I don’t know who I was kidding thinking I was going to get sucked back into this research leave and article work while we had a house full of people – it did not happen and we had a crazy great time. I did spend just a little bit of the first weekend of vaca finding a few more articles that I’m going to read through tomorrow, but I gave myself a break on posting about it because it really was only an hour or so. Back at it in the new year!
Today I tried to understand more about Fedora, Hydra, and how they connect to triplestores (or more like how triplestores connect to Fedora). I worked through the Dive into Hydra and Dive into Hydra-Works tutorials as well as an older ActiveFedora 7 tutorial on working with RDF metadata in ActiveFedora directly. None of them actually showed me anything with external triplestores though. According to the Fedora 4.x wiki documentation, a triplestore can be set up to work with Fedora/Hydra but I still don’t know if I understand its purpose or how it helps to have all of this Fedora data in RDF now. What I’m understanding is the following:
External searches against Fedora 4 data can supposedly happen using triplestores but any external triplestore seems to only really be used to help with CRUD calls (create, read, update, delete) to and from Fedora via a Java Messaging Service (JMS) indexer and not for any end user search and discovery interfaces. The current way to connect between a triplestore and Fedora involves a messenger like fcrepo-message-consumer and that documentation explicitly has the caveat that Fedora doesn’t support blank nodes, which tells me that getting complex hierarchical RDF into a triplestore from Fedora isn’t going to work because Fedora can’t send it over that way. I had thoughts about using the external triplestore to manage the full metadata of an object and only putting RDF properties into Fedora if they were simple and indexable (useful to identify a Fedora object as unique) but Fedora is still the main place for all original source metadata and it isn’t handling RDF when it is complex and hierarchical.
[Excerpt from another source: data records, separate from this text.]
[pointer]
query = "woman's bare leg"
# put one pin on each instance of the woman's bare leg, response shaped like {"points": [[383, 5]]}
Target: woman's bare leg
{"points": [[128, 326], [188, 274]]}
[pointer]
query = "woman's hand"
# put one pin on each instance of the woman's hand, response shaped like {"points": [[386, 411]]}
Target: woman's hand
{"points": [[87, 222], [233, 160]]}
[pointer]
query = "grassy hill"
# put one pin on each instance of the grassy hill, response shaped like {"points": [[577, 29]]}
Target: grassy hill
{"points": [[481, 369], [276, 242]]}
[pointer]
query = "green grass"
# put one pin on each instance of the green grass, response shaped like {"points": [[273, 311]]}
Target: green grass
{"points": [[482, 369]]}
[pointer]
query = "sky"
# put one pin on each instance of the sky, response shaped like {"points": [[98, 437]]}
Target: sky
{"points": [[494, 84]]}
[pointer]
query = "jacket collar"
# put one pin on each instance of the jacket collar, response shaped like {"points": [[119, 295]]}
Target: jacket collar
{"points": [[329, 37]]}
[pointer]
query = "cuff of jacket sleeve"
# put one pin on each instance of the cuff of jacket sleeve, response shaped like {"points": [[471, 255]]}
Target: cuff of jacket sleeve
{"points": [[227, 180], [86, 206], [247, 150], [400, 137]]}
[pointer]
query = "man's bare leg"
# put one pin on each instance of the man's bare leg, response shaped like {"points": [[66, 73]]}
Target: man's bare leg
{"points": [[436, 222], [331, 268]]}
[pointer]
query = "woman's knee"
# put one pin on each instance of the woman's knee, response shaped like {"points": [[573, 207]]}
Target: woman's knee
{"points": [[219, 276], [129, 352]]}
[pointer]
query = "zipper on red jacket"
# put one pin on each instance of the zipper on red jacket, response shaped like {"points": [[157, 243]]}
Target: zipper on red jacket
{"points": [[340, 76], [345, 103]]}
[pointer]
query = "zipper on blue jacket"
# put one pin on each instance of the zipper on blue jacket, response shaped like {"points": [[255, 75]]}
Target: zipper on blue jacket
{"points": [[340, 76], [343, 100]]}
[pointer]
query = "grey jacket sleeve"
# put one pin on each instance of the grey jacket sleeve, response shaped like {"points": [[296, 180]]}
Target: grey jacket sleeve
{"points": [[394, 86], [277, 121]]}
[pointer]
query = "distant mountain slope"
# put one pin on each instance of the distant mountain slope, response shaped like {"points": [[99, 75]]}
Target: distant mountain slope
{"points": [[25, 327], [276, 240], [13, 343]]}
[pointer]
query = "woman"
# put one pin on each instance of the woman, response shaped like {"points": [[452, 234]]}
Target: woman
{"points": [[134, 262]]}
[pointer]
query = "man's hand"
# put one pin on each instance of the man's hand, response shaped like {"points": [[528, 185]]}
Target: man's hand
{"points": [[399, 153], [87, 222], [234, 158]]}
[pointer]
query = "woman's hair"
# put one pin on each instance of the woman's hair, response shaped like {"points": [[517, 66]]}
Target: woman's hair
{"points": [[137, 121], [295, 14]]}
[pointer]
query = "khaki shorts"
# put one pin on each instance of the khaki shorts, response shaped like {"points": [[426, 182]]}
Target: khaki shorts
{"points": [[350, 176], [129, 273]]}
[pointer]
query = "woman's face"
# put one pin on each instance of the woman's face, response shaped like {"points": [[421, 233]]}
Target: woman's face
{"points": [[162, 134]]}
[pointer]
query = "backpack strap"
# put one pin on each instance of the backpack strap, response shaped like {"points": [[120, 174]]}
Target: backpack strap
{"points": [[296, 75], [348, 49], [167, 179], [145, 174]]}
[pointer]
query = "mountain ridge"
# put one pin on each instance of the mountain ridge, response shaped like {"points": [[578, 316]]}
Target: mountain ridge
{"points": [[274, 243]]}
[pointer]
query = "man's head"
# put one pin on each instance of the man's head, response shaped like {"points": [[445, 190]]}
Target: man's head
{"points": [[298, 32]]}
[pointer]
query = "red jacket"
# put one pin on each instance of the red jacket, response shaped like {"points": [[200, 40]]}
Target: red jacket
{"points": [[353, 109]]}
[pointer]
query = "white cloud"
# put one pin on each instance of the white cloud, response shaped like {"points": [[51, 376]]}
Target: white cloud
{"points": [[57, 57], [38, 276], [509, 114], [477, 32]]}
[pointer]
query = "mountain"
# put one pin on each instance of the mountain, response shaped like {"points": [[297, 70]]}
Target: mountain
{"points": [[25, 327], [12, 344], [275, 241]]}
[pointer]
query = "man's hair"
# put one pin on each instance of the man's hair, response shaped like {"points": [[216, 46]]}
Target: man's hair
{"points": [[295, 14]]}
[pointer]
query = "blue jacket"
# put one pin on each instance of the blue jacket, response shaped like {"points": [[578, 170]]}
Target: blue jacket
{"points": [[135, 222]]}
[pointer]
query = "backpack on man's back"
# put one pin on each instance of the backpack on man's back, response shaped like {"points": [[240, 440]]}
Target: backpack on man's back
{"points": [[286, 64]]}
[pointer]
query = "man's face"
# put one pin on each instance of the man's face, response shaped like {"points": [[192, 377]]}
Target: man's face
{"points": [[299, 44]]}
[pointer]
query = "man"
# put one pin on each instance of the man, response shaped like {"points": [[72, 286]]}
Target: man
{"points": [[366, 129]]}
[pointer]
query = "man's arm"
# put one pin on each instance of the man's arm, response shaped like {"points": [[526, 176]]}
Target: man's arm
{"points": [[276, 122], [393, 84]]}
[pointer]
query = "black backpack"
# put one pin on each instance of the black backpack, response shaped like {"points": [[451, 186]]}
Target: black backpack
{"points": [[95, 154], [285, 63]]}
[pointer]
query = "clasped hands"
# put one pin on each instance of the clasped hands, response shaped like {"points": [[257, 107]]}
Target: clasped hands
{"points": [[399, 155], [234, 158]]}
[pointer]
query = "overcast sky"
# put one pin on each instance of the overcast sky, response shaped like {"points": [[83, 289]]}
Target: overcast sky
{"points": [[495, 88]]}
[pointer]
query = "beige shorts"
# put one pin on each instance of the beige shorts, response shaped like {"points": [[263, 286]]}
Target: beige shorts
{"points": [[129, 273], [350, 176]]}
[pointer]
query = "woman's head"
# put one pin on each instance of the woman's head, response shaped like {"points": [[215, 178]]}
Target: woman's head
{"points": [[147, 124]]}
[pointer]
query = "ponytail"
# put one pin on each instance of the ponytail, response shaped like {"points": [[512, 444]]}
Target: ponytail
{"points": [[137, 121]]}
All this to say that I still have questions. I don’t think I understand enough about triplestores (can they manage complex hierarchical triples?) and I don’t think I understand the purpose of the external triplestore on Fedora 4 (is it just a data endpoint or another way to index Fedora data or does it help to actually manage the RDF triples in Fedora?). This warrants further online investigating and possibly some actual conversation with real people who know things about Fedora 4 and Hydra. Asking questions on listservs always makes me feel slightly stupid and like I haven’t tried hard enough but I don’t have all the time in the world to explore this on my own. I need to write more and read those other articles I found tomorrow so maybe I’ll get up the gumption by the end of the day?